神戸、芦屋、西宮の市街は背後から六甲山系が迫った「海岸低地」に発達しており、元もと地場安定した地域とはいえませんが、総じて海岸低地と概括できる地形の中にも、河川や水路沿いの「谷地」もあれば、「扇状地」や「自然堤防」、山麓の裾野にあたる「台地の低地面」と呼ばれる特有の地形が混在しています。混在の仕方は住宅地図などで確認できる街区単位(丁目・番地の番地)で変化し、たとえば10分で歩ける距離でも、台地・扇状地・海岸低地などが交互に分布していて、道路もかすかな上り勾配になったり、ゆるやかな下り坂に移行したりするのです。

さて、このような微妙な地形の変化と実際の家屋の被害とで何らかの相関性があるのかといえば、あらためて驚くほどの差が確認されるのです。

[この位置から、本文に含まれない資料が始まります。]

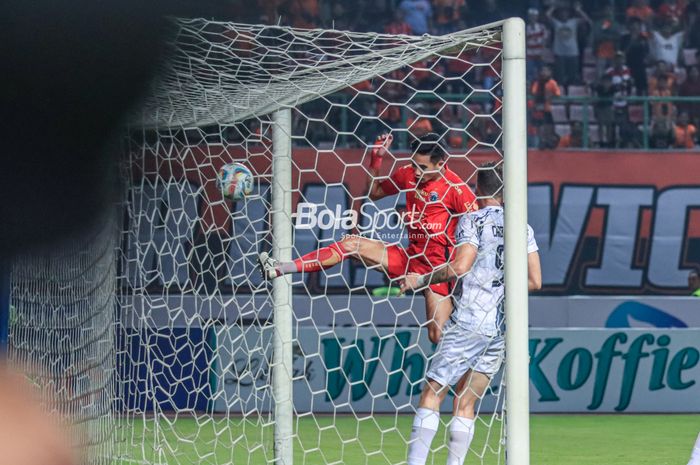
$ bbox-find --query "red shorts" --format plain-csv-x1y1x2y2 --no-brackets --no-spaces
386,244,452,296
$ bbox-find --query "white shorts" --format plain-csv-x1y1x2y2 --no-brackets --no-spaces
425,321,505,386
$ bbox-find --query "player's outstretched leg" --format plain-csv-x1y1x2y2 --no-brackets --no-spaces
688,432,700,465
258,235,389,279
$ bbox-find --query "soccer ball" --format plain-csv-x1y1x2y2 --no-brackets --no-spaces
217,162,254,200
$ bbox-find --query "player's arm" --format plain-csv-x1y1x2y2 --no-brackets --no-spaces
400,241,478,293
527,225,542,291
528,250,542,291
401,214,479,293
367,133,394,201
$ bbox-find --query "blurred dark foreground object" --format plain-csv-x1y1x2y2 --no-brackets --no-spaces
0,0,170,259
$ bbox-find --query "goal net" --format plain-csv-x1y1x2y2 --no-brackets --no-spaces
6,17,529,465
7,215,119,464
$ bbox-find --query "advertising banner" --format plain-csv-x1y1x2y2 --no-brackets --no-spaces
211,327,700,414
127,149,700,295
122,294,700,330
530,296,700,328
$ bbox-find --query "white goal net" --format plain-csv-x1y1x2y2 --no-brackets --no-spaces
7,216,119,464
6,17,529,465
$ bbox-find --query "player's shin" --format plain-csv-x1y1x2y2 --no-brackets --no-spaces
278,242,347,275
407,408,440,465
446,416,475,465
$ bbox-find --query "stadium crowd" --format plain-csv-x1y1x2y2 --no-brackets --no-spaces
230,0,700,150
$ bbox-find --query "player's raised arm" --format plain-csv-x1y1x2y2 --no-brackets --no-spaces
367,133,393,200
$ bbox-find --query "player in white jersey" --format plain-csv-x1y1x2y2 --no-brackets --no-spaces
400,162,542,465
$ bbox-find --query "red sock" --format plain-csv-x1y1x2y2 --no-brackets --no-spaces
292,242,347,273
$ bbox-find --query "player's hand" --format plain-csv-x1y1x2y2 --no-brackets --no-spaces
400,272,425,294
369,133,393,171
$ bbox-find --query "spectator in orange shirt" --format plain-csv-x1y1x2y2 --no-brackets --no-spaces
674,111,697,148
530,66,561,116
648,60,676,94
529,66,562,147
650,75,676,123
558,121,584,148
626,0,655,31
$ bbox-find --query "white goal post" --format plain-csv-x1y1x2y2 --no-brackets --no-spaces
5,16,529,465
501,18,530,465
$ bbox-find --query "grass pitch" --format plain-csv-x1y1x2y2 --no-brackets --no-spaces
119,414,698,464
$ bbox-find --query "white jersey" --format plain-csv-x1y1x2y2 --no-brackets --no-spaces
452,206,538,336
650,31,683,67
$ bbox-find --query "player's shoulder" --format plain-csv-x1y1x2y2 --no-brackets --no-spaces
441,166,465,184
441,167,472,192
391,164,416,186
393,164,414,178
458,208,486,230
395,163,413,174
468,207,496,223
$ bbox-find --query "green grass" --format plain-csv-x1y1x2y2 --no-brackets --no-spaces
117,414,699,465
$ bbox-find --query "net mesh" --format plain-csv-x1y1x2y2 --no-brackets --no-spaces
137,19,501,128
7,216,118,465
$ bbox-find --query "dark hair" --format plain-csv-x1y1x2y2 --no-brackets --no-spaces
477,161,503,198
410,133,447,163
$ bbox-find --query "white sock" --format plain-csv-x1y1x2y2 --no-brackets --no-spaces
446,416,475,465
689,432,700,465
407,408,440,465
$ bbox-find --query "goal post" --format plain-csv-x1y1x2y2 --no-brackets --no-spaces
271,107,294,465
502,17,530,465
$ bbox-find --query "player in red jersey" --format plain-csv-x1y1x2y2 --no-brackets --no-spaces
259,133,477,344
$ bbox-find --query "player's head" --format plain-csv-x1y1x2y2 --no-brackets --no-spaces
410,133,447,182
476,161,503,205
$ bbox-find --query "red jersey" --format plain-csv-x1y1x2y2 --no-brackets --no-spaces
379,164,476,254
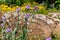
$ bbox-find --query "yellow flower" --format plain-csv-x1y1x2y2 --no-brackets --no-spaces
1,4,4,7
27,2,31,5
23,3,27,5
39,6,45,9
30,7,33,9
0,4,8,11
23,2,31,6
15,6,19,8
12,7,16,11
7,7,12,11
20,6,26,11
33,1,38,5
1,4,8,8
2,7,7,11
4,5,8,8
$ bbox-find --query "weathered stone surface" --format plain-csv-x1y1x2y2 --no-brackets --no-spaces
0,12,60,38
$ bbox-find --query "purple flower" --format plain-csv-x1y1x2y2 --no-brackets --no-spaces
25,14,29,18
26,5,30,9
46,37,51,40
16,7,20,12
6,28,11,32
1,23,4,27
1,16,6,21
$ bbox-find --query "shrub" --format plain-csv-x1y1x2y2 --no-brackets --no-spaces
54,0,60,9
0,0,34,6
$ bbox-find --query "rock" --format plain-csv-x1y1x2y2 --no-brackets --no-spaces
52,13,57,17
58,23,60,26
1,12,60,39
47,19,54,24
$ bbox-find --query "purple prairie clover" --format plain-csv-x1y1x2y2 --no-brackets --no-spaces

家屋の被害は、新聞報道などで繰り返し強調されていたように、古い木造建物が全半壊しているのがやはり目立つのですが、同じ古い家屋でも、台地と呼ばれる高台(地盤は良好)では被害が少なく、逆に、高台であっても水路に隣接している場所や海岸低地(地盤は軟弱)では、数件の家屋が軒並み大破しているのに出くわします。

その差は歴然としており、損壊家屋の解体が進んで周辺一帯がぽっかりと空き地になっている場所は、かならずといってよいほど軟弱地盤に重なるのです。

家屋の倒壊率の大きかった場所については、活断層の直上であった場所、山ぎわの地形の変化点で地震波が基盤に反射して複雑な揺れが生じた場所でも局所的に倒壊率の高いことが指摘されているのですが、活断層が確認されていない地域でも被害が集中している場所があるのです。

すなわち、揺れのメカニズムは一様ではありませんが、同じ地震動でも軟弱地盤ほど揺れが増幅されやすいことは確かで、今後、調査機関から発表される詳細の報告を待てば、かなりの精度で地形と被害状況との照合が可能ではないかと期待されています。